Perspectives on Labour and Income

Cracking the RRSP nest egg
Ted Wannell

  • Mandatory conversion of RRSPs substantially boosts the income of 70 year—olds-an average of about $1,600 or 6.6% of taxable income in 2002. At the same time, some other forms of income are declining, so the net increase in taxable income is much less—$800 in 2002.
  • The income effect of mandatory conversion is increasing over time, indicating that younger cohorts have greater RRSP assets when they reach age 69 than those who preceded them. More of the converted assets are now being managed in RRIFs as opposed to annuities.
  • High-income earners are much more likely to have a substantial RRSP-related boost in income than those earning less. More than half of the top income quintile had an increase of over $2,400 compared with 1 in 20 of the bottom quintile. Hence, much of the income generated by mandatory conversion will be taxed at relatively high marginal rates.

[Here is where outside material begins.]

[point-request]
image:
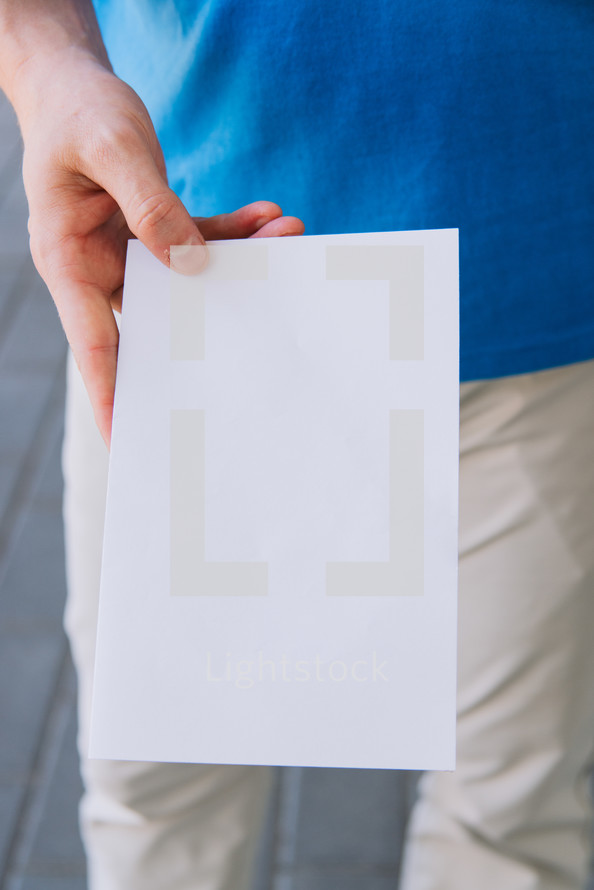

  • Very few seniors rely on RRSPs for a significant proportion of their income prior to age 70. Just 2.4% made annual RRSP withdrawals that accounted for over one-quarter of their income. For this group, taxable income actually declined at age 70.
  • Seniors who continue to earn most of their income from employment at age 69 tend to be high-income professionals. For them, mandatory conversion results in an average RRSP-generated boost in income of more than $7,000, softening to $5,100 after netting out declines from other sources.